Iran: Who’s putting “maximum pressure” on the people?

Iran: Who’s putting “maximum pressure” on the people?




Archive photo: Iranians take to the streets protesting the dire economic conditions. Tehran, June 2018
Analysis by PMOI/MEK
Iran, September 25, 2019—In his latest speech just a few days ago, Iranian regime Supreme Leader Ali Khamenei used the term “maximum pressure” 20 times. Now, whenever Iranian officials talk about maximum pressure and the pressure that the current sanctions regime is placing on the Islamic Republic of Iran, they try deceitfully to pretend that the target of this maximum pressure campaign are ordinary Iranians, especially poorer ones.
There is no doubt that ordinary Iranians are under maximum pressure that is even increasing by the day. However, this pressure is actually exerted by the corrupt Iranian regime itself, which has impoverished Iranians to a point where more than 70 percent live under the poverty line.
What Iranian officials mean by “economic pressure” and “maximum pressure” is first and foremost the pressure that the regime feels on itself from the inside and outside, and its first solution to compensate this pressure is to further insert its corrupt hands into the pockets of Iranian families.
Referring to protests by Iranians who lost their savings in financial institutions affiliated with the Iranian regime, Saeed Laylaz, an Iranian economist close to the faction of Iranian regime President Hassan Rouhani, said on September 22: “In an attempt to calm down the situation and escape these uprisings, the government dedicated 330 trillion rials [around $2.75 billion at the current rate of approximately 120,000 rials per dollar]."
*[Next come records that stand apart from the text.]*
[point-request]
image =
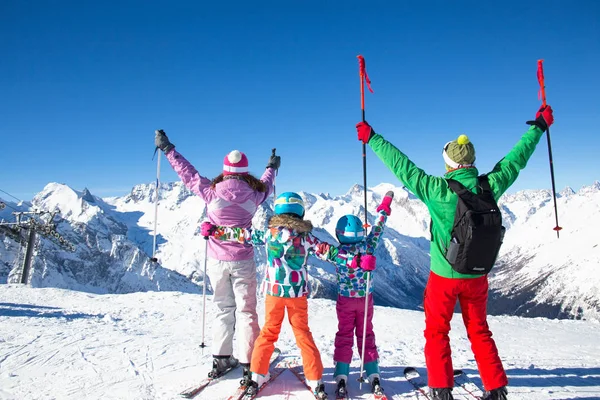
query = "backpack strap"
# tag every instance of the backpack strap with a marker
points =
(458, 188)
(484, 183)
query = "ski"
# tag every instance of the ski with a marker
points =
(241, 390)
(461, 379)
(378, 391)
(247, 396)
(415, 379)
(341, 392)
(300, 375)
(194, 391)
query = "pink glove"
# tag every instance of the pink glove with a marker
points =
(367, 262)
(386, 202)
(207, 229)
(322, 248)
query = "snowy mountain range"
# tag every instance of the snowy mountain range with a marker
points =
(537, 274)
“However, the money landed mostly in the pockets of gangs that are behind these financial and credit institutions. This 330 trillion rials of powerful money that the government had to print created the equal of 2.55 quadrillion rials of liquidity (around $21.25 billion) in this short period of time. At the time of printing, this was equal to 14 to 15 percent of the overall liquidity that was created in the entire history of Iran from day one until 2017. This number created an unchecked inflation across the country,” Laylaz continued.
Referring to the regime’s manipulation of foreign currency exchange rates in 2017 under the pretext of containing the first round of sanctions against the Iranian regime, Saeed Laylaz further said: “We witnessed how the price of the U.S. dollar reached 180,000 to 190,000 rials in the market. The rate of foreign currency shouldn’t have crossed the 80,000 rial threshold, under any condition and measure. This incident created one of the rarest cases of corruption in Iran’s economic history, in terms of quantity.”
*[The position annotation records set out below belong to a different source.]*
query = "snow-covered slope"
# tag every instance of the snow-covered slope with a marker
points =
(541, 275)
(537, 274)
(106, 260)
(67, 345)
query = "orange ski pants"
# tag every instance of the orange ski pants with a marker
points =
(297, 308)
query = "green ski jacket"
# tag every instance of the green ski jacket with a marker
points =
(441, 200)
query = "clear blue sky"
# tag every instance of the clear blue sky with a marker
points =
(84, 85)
“I guess that from early 2018 until early 2019, a total of 7 to 9 quadrillion rials (equal to $58.3 to $75 billion) of corruption, embezzlement and misuse has been inflicted upon the Iranian economy,” he concludes.
Revealing the true source of “maximum pressure” on poor Iranian families, the economic expert continues by saying that this unprecedented corruption “places unprecedented pressure on the impoverished branches of the Iranian society.”
“When in April 2018, the inflation rate reached 52 percent and the inflation rate for food items reached 70 to 80 percent, I guess that the inflation rate for segments of Iran’s poor people, meaning the first and second deciles, was in the three digits. This is a national catastrophe,” Laylaz said.